Settlement over ‘batterygate’ nets 33 states $113m

ATTORNEY GENERAL Maura Healey is refusing to say why she never joined a large coalition of attorneys general who sued Apple and recently won a $113 million legal settlement, which probably would have netted the state millions of dollars.

A Healey spokeswoman declined to provide any information on the attorney general’s reasoning.

The settlement, in which Apple admitted no wrongdoing in connection with battery problems on iPhones produced between 2014 and 2016, calls for $24.6 million to go to Apple’s home state of California, $7.5 million to Texas, and $5 million to Arizona.

The amount going to each state is based on the number of iPhone users in that state.  Since Massachusetts residents are historically among the highest users of iPhones, it is likely that, if Healey had participated in the litigation, Massachusetts’ share of the settlement money would have been substantial.

The coalition, which consisted of a bipartisan group of attorneys general from 33 states and the District of Columbia, alleged in lawsuits that Apple discovered that battery issues were causing the unexpected crashing of older iPhones.

Rather than informing its customers of the problem or replacing the batteries, Apple concealed the problem from them, according to the coalition of attorneys general. The AGs alleged that Apple tweaked its software to slow down the performance of the phones to avoid phone-crashing power spikes. The slower performance prompted customers to buy millions of new iPhones, according to the complaint filed against Apple.

The states alleged that Apple’s actions violated state consumer protection laws that make unfair and deceptive acts illegal. Massachusetts has a similar law.

The controversy, first reported in July, became known as “batterygate.” Arizona filed its complaint against Apple on November 18, the same date the settlement was disclosed.

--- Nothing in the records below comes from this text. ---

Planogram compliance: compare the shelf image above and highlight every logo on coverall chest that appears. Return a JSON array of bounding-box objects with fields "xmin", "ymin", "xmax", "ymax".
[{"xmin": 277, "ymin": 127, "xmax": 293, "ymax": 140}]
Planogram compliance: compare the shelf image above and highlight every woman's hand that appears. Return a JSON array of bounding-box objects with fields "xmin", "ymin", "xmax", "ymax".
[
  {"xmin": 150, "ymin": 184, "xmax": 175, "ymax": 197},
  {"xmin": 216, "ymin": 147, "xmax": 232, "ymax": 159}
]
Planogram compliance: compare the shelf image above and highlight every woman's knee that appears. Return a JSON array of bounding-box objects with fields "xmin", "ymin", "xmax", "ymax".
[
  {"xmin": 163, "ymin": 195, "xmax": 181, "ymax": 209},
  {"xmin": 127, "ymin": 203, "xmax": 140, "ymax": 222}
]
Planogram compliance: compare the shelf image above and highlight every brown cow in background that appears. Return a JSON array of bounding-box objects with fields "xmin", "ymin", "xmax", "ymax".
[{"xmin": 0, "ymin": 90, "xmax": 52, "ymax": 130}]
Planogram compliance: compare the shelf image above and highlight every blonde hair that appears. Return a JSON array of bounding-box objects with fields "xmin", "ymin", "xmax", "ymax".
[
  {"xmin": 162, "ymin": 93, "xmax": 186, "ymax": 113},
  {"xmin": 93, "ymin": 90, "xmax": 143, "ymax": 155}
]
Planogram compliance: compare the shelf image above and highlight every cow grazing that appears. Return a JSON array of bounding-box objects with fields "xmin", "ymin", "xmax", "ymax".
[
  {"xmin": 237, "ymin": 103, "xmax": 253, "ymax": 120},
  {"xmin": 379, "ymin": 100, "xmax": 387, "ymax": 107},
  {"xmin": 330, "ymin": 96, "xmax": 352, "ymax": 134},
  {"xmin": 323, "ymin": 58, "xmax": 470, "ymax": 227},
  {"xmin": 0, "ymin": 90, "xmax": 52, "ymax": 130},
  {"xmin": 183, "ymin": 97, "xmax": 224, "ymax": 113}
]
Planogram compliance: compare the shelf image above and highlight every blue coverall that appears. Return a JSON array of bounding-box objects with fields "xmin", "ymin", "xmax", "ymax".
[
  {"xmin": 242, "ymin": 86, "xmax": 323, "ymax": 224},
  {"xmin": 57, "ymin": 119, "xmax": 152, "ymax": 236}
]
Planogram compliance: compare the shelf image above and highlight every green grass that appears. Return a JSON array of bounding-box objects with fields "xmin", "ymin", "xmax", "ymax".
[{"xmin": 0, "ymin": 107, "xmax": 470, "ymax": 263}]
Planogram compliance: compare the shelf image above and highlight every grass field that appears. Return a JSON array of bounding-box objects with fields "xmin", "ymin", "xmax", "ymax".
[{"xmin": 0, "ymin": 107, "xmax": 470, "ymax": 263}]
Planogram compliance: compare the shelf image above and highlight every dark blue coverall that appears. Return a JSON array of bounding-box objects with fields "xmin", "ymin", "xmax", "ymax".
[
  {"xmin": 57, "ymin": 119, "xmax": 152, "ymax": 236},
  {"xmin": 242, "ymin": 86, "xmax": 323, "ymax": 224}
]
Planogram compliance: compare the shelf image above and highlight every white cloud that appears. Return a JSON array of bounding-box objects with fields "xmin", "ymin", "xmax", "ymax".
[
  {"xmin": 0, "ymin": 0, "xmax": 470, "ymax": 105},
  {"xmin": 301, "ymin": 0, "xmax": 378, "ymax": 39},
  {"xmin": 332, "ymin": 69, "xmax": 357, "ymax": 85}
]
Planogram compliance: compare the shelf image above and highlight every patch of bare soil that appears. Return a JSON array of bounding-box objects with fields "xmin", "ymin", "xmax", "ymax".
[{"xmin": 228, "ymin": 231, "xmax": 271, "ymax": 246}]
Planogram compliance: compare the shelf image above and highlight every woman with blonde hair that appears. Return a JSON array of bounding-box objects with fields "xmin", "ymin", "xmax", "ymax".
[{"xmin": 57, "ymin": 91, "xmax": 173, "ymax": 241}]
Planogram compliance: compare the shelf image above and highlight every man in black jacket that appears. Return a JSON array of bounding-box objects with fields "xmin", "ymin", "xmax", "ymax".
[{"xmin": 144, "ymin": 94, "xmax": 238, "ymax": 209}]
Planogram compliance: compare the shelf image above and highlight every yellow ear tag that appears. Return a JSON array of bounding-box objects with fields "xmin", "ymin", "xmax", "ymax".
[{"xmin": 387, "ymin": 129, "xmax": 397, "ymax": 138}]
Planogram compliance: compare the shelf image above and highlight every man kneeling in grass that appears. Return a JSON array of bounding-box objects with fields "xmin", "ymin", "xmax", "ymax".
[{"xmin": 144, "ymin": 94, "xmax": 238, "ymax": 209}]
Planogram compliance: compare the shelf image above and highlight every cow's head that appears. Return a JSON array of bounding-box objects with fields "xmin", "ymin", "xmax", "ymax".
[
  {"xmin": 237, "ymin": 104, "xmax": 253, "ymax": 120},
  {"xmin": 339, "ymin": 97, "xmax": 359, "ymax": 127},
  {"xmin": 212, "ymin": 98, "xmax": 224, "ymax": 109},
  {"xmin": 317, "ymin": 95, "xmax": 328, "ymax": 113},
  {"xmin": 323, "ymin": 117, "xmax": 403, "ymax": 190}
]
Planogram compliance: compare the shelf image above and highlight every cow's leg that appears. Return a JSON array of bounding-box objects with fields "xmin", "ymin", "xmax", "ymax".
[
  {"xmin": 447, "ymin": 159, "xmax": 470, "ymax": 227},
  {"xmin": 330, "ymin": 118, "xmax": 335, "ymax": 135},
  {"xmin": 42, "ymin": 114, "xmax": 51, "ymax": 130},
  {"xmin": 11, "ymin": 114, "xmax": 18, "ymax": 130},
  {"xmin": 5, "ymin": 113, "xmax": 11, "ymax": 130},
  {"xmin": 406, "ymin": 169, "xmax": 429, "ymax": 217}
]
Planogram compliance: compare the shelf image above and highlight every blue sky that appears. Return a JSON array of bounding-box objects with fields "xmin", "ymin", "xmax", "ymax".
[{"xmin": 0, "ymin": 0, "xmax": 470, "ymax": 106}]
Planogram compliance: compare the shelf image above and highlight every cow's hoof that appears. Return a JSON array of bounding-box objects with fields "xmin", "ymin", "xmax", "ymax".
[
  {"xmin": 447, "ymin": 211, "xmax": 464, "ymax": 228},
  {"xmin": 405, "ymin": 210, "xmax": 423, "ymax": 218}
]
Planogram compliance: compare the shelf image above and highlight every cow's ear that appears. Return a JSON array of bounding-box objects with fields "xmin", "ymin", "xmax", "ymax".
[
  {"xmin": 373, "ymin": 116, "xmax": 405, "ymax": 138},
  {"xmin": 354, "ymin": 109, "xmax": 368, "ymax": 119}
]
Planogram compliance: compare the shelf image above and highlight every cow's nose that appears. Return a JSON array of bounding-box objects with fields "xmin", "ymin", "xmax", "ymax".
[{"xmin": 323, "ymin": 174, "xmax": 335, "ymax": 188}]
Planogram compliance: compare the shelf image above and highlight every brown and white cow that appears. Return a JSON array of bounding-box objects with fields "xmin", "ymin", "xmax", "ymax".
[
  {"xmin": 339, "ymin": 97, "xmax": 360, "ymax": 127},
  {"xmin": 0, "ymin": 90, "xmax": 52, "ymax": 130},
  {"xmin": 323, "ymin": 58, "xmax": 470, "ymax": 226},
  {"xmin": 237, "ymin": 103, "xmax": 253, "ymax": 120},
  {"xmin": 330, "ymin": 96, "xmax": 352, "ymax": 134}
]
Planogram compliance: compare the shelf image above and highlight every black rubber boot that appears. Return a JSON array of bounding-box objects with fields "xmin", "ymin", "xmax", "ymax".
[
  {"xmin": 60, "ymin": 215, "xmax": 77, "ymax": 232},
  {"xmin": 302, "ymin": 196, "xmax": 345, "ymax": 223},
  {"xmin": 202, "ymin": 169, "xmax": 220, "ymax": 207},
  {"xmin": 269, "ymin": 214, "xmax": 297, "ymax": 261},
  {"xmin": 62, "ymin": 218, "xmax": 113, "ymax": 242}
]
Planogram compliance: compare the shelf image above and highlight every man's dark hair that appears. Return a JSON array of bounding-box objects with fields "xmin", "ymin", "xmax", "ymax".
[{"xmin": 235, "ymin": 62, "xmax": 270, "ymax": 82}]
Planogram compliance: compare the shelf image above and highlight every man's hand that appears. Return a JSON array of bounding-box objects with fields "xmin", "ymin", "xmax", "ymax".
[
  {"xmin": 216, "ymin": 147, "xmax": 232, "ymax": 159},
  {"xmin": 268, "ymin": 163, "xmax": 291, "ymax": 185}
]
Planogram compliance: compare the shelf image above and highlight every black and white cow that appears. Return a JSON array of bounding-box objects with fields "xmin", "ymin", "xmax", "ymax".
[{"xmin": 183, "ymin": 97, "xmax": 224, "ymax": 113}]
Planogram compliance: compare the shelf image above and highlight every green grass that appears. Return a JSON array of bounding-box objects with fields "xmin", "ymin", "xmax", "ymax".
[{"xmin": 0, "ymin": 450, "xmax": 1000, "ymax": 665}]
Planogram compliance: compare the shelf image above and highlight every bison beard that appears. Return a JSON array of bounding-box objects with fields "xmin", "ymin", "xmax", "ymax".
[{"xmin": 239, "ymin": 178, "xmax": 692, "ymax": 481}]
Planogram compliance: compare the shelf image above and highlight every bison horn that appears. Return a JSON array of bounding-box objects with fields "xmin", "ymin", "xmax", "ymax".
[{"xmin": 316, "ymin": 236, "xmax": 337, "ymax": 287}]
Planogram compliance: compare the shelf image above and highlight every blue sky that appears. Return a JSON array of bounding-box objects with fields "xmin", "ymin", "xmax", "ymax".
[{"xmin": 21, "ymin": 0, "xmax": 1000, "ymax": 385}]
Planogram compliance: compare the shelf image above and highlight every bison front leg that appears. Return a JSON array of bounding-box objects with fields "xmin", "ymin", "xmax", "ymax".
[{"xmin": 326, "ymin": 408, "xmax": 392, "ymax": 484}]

Edgar Dworsky, the founder of ConsumerWorld.org and a former assistant attorney general, said he is troubled by Healey not joining her peers from other states in the iPhone litigation.

“Unless she is planning on bringing her own lawsuit against Apple at this late date, she let millions of dollars just slip through her fingers — money that could have greatly benefited Massachusetts consumers by providing, for example, better funding for local consumer programs across the Commonwealth,” he said.

Apple also recently entered into a proposed class action settlement related to the same conduct.  Under that settlement, Apple will pay up to $500 million in restitution to consumers. Massachusetts consumers are eligible to apply for that money.